Boris Kalinin avatar
in flag
@Terrance, I've tried your advice, no luck. Updated question.
Terrance avatar
id flag
I have 7 NTFS drives in one system and I am not experiencing any issues with their mounts at all. They are all mounted the same in the `/etc/fstab` as looking like `UUID="3BD8ED6D1D7F6C37" /media/1TB_SHARE ntfs defaults,rw,nls=utf8,umask=000,dmask=002,fmask=002,windows_names 0 0` where I use the UUIDs instead of the `/dev/sdX#` designation because that can change from a simple reboot, where the UUIDs do not.
Boris Kalinin avatar
in flag
@vanadium, completed the question
Score:0
cn flag

The error message ls: cannot access ...: Transport endpoint is not connected indicates that the process required to access a FUSE-based file-system is no longer running, while at the same time the file system still appears as mounted (source). That explains your file system being mounted, but not available.

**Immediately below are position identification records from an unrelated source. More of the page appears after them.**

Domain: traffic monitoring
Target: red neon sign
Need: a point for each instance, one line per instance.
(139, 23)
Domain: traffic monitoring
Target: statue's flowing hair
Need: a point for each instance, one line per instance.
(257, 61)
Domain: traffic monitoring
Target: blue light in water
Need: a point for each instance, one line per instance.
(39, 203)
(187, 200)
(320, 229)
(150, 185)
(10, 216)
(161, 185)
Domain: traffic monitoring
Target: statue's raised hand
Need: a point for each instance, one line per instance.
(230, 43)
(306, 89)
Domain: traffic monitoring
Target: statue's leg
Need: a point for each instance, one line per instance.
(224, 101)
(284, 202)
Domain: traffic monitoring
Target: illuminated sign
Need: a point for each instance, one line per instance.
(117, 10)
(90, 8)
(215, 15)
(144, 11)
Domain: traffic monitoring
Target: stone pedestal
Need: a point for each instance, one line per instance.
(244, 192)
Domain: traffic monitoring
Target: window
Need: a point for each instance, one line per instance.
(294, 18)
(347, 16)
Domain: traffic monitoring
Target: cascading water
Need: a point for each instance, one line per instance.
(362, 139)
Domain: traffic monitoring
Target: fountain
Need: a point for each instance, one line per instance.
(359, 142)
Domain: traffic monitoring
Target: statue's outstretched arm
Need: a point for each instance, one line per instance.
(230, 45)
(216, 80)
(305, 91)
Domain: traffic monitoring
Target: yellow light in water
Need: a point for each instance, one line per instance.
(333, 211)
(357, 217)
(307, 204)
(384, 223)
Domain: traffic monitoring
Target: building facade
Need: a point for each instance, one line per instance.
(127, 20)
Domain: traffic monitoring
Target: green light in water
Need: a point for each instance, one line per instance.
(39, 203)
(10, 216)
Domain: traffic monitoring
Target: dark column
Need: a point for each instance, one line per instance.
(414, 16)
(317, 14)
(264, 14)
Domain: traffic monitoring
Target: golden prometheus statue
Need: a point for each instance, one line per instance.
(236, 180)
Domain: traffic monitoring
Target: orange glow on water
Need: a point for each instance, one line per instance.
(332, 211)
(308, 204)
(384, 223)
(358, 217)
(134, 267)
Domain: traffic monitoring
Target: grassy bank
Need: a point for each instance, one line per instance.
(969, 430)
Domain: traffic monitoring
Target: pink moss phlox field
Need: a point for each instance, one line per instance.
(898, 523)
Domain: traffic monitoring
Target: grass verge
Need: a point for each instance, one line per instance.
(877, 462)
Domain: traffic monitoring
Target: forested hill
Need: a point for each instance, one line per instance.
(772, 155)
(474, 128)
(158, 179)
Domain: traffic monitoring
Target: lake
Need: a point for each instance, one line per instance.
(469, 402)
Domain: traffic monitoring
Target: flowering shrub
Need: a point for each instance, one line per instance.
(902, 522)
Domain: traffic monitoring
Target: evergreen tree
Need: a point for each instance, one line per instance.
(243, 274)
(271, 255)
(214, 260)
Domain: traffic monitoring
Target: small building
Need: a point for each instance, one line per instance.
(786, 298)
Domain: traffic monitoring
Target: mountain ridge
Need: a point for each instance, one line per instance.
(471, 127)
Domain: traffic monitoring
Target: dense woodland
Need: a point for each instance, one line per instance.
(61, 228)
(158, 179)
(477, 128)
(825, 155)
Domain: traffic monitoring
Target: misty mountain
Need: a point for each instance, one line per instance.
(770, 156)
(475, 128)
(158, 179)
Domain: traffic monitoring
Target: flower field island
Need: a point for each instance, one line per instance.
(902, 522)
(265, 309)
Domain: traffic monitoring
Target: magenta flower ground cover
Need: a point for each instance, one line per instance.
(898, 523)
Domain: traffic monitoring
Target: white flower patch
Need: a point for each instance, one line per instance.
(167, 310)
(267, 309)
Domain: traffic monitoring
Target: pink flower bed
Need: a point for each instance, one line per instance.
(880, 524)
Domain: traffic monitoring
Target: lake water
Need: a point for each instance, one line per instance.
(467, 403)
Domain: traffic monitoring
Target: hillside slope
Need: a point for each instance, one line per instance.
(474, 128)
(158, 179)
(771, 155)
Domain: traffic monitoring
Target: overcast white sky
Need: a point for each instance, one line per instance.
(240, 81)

As of 2021, ntfs in Linux still is implemented as a FUSE-based file system (although an ntfs kernel driver is being worked on which probably will come soon to our distributions). There does not appear to be a fundamental solution to prevent this from happening. However, the file system can be made accessible again by unmounting it using the FUSE tools, and mounting it again:

fusermount -u /media/data
mount /media/data

To workaround the annoyance caused by this issue, it may be an option to run an autostart script that does this each time you log back in. In fstab, add the users` option, so any user can mount that partition. Then there will be no permission issues for the autostart script, which will ensure in silence that your volume is properly accessible after you log in.

Boris Kalinin avatar
in flag
when I try `fusermount -u /media/data` I get `fusermount: entry for /media/data not found in /etc/mtab`. However there is a line in my `/etc/mtab` which looks like this: `/dev/sda2 /media/data fuseblk rw,relatime,user_id=0,group_id=0,allow_other,blksize=4096 0 0`. Also I would like to mention that this problem with NTFS appeared only about a month ago. Before that it was working ok.